The Seasons of our Discontent. A How-to Guide to Popular Uprisings

February 24, 2014 Updated: April 24, 2016

The Arab Spring, the Turkish Summer, the Romanian Autumn, the Russian Winter. It seems that the four seasons have become a catchall term for democratic protest movements from around the world. Apart from sharing an annual equinox, what do all these demonstrations have in common? What are the basic ingredients needed for such a protest to attain the necessary critical mass to flare up and engulf an entire society in turmoil. 

Few could have imagined that the symbolic self-immolation of Mohamed Bouazizi, a Tunisian street vendor, would have resulted in the most dramatic geopolitical change since the fall of the Berlin Wall. In true Werther-effect fashion, regimes across the Arab World have either been founded or have yet to emerge from the ripples sent out by the Tunisian Revolution.

Since the events of 2011 though, revolutions have spawned in a seemingly chaotic fashion, continents away from the Arab World, from Chile and Brazil to Turkey and Ukraine, and all the way to Thailand. Many now wonder which country will be next to fall prey to internal pressures. These uprisings have all had a series of common aggravating factors, which one should be mindful of when looking for answers.

1. Old Divides

Home is where the hatred is, goes the chorus of a Gil Scott Heron song. Although he talks about the perils of drug use, it can just as easily be used to explain how revolutions gain momentum.  Societies that have been marked by intense political or historical cleavages, which are unresolved and dormant, but have a tendency to boil over with anger when a minor albeit symbolic event occurred.  The protracted nature of most protests has stemmed from old divides that surface unexpectedly, in anti-systemic manner. For instance, in the case of the Arab Spring, the revolution was meant to overthrow a political order established during the Cold War, using Cold War patterns of thought, which had lost their relevancy for the rising middle class.

2. Young and unemployed

It shouldn’t come as a surprise to anyone, the fact that the young and unemployed are harbingers of most protests. In the developing world, statistics paint a dismal picture: rising youth unemployment is coupled with substantial increases in population. Social tensions reach their tipping point the moment a significant part of the population is without means to support itself, and has to resort to extreme measures to survive. Terrorism is one idea. The other is starting a revolution. If governments are wobbly enough, both may succeed in severely destabilizing a state. 

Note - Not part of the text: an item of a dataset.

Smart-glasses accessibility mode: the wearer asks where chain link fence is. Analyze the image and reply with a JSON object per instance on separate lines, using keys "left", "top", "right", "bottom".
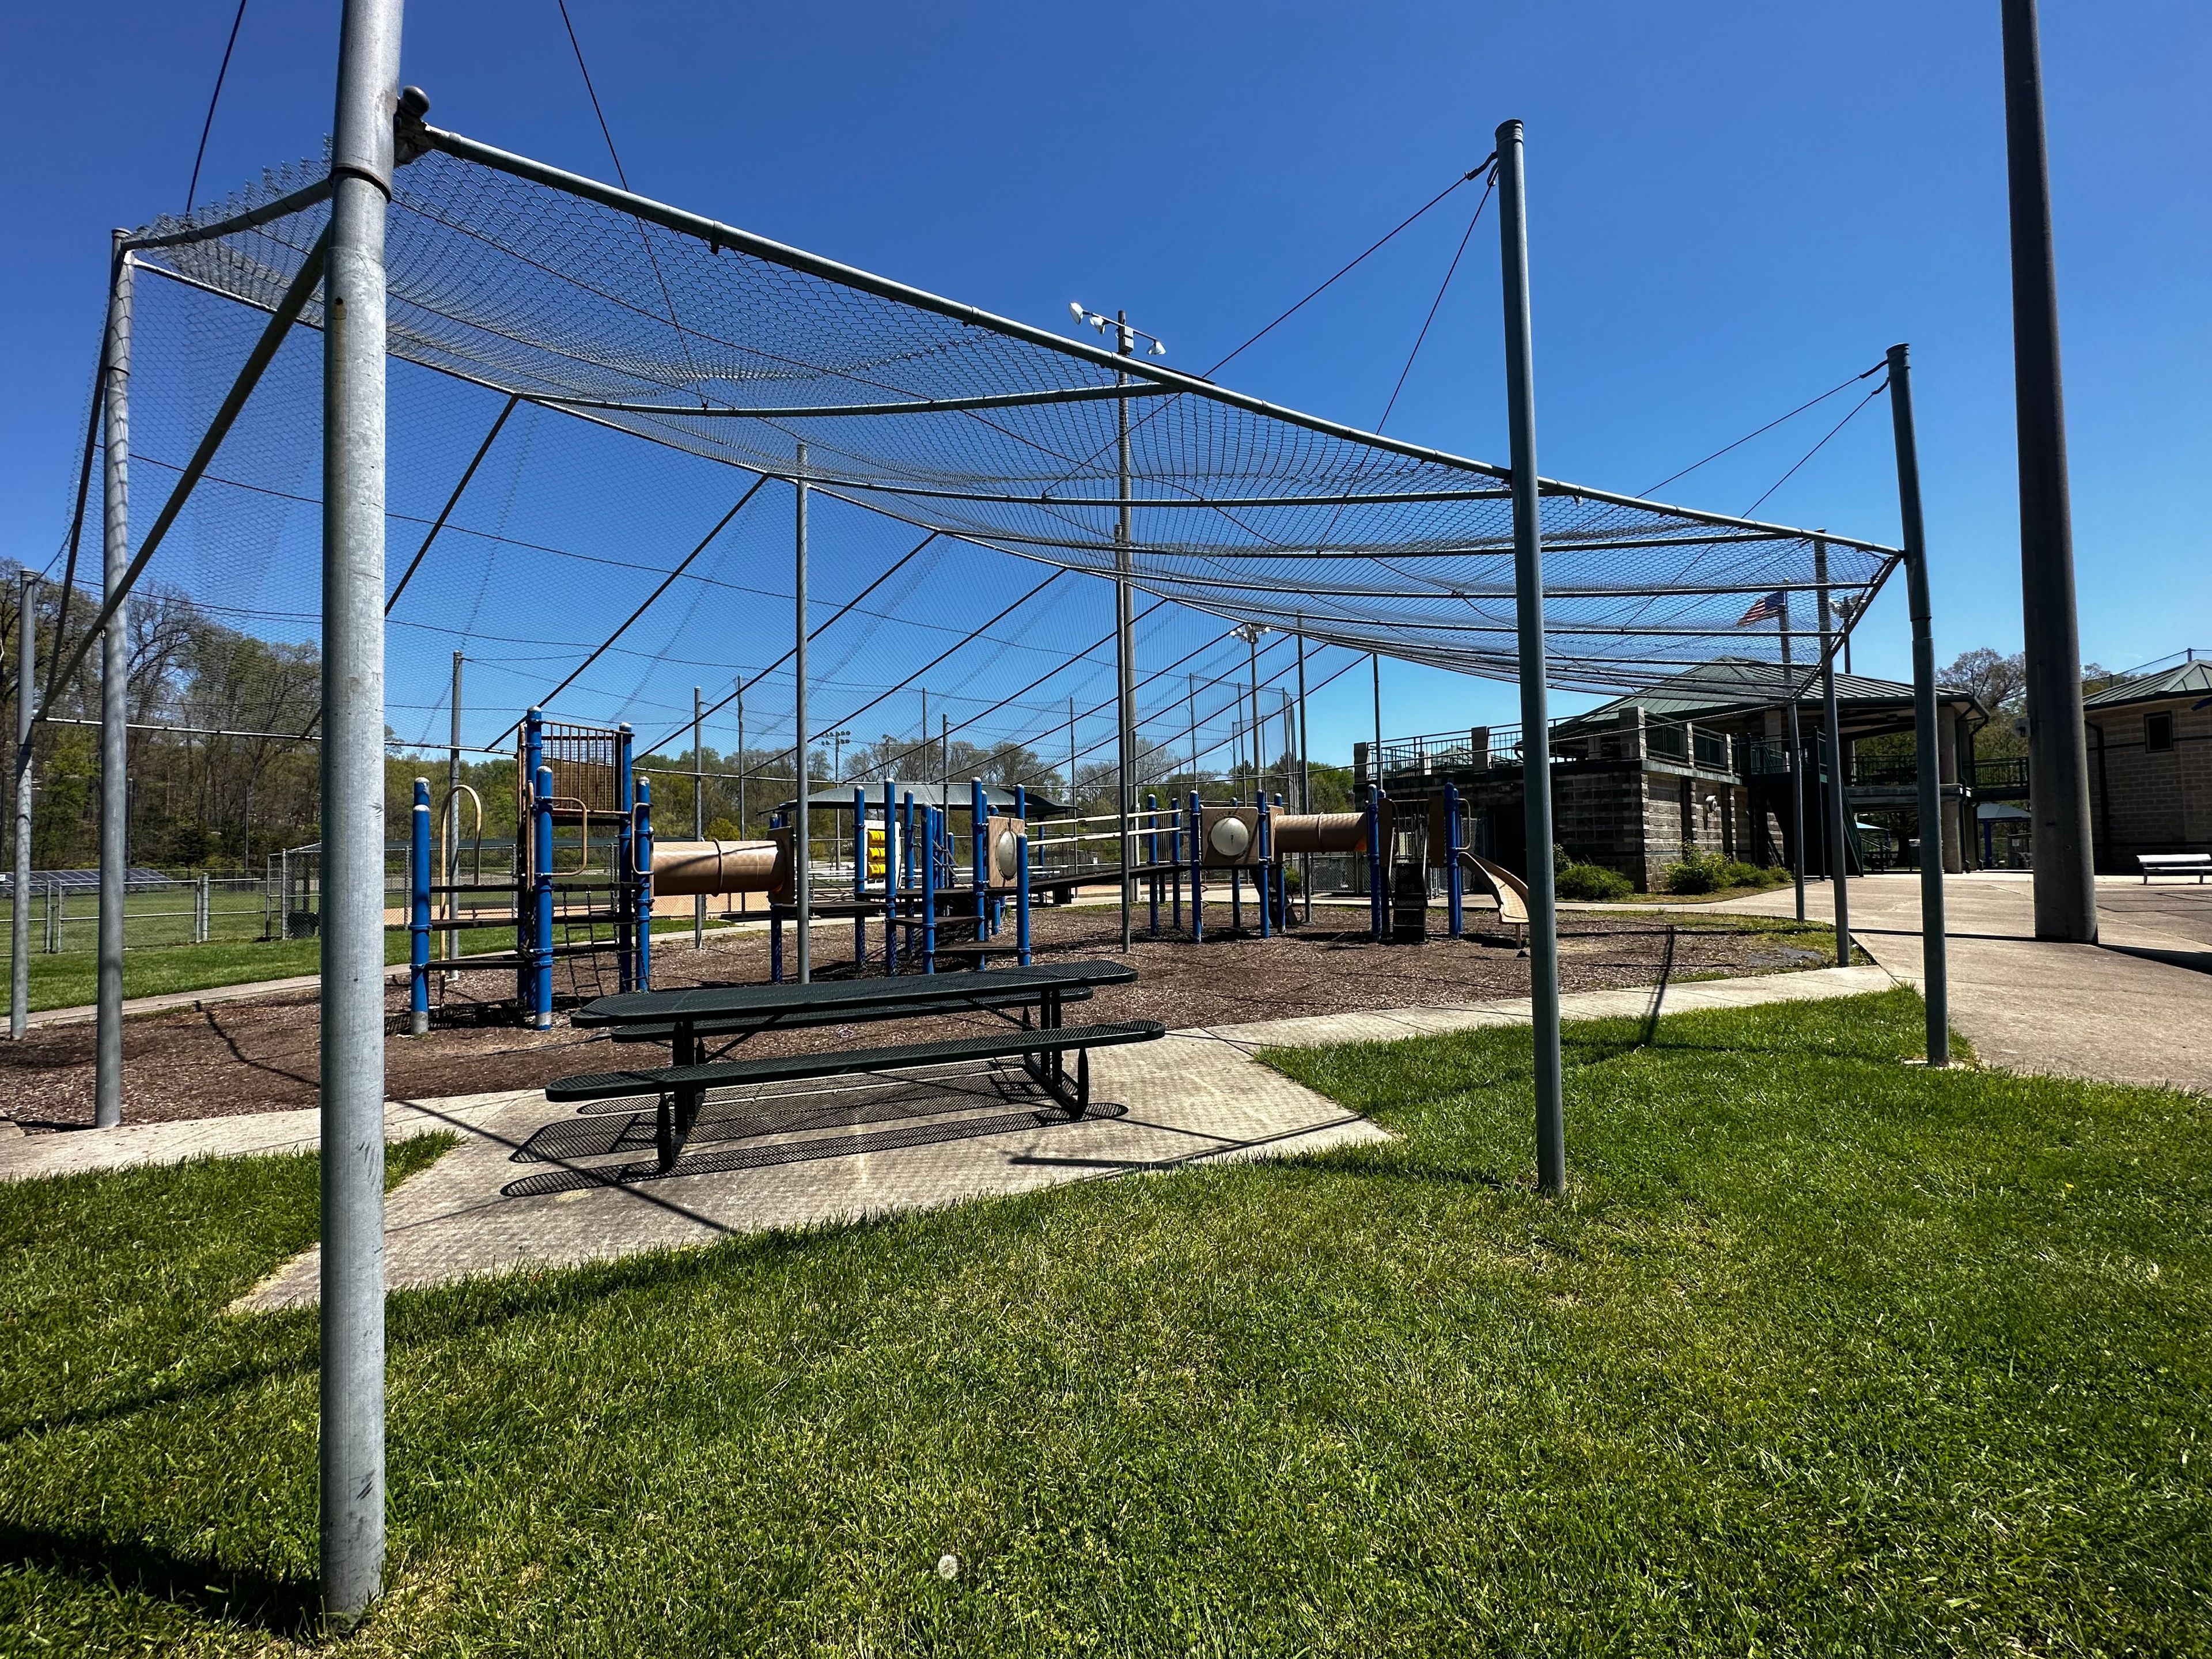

3. The revolution will be live

From the first Twitter Revolution in Moldova to the Euromaidan, social media tools have held center stage in the mobilization and organization of protests, no matter the continent. Often helped by external actors, protestors have been able to bypass traditional media channels and chosen to focus on promoting their messages using Facebook or Twitter, prompting governments to limit access to these networks or to shut them down altogether. Indeed, the power of the hashtag has managed to supersede the ballot box, better managing popular frustrations than the democratic mechanisms of yore.

4. Subterranean politicking

Perhaps the most interesting trait of all these seasonal revolutions has been the abrupt fashion in which they were launched and subsequently gained traction, surprising both seasoned and casual observers. The tipping point has been associated with major dissatisfaction towards the incumbent government. Whether it was about a plan to demolish a park (Turkey) or to sell off a gold mine (Romania), the movement created in its wake used this event as a springboard to attract the support of the masses. Then it progressively expanded its list of requests, from the small and narrow to the wide and systemic. The movements have usually cited far-reaching concerns with the failures of democracy as the reason for engagement rather than specific grievance. This trend has been called by Mary Kaldor of the LSE,  “subterranean politics”, for the way these social frustrations have bubbled up to the surface. Despite not being visible in the mainstream political debate, the protests have struck a chord with mainstream public opinion, leading to the dramatic rise of far-right parties across Europe, or political Islam in certain parts of the Arab World.

When all these factors combine, we have the perfect recipe for a mass protest movement. They highlight the failure of traditional democratic mechanisms to channel popular frustration away from the street and towards the checks-and-balances system of existing political institutions. Moreover, all such movements were haunted by the illusion that overthrowing the government can lead to real political change. Unfortunately, that has rarely been the case with Algeria remaining the only example of a successful democratic transition. One should therefore be wary of the power of the masses to bring about healthy political outcomes. Despite its misgivings, the ballot box remains the sole arbiter that can legitimately shape societies.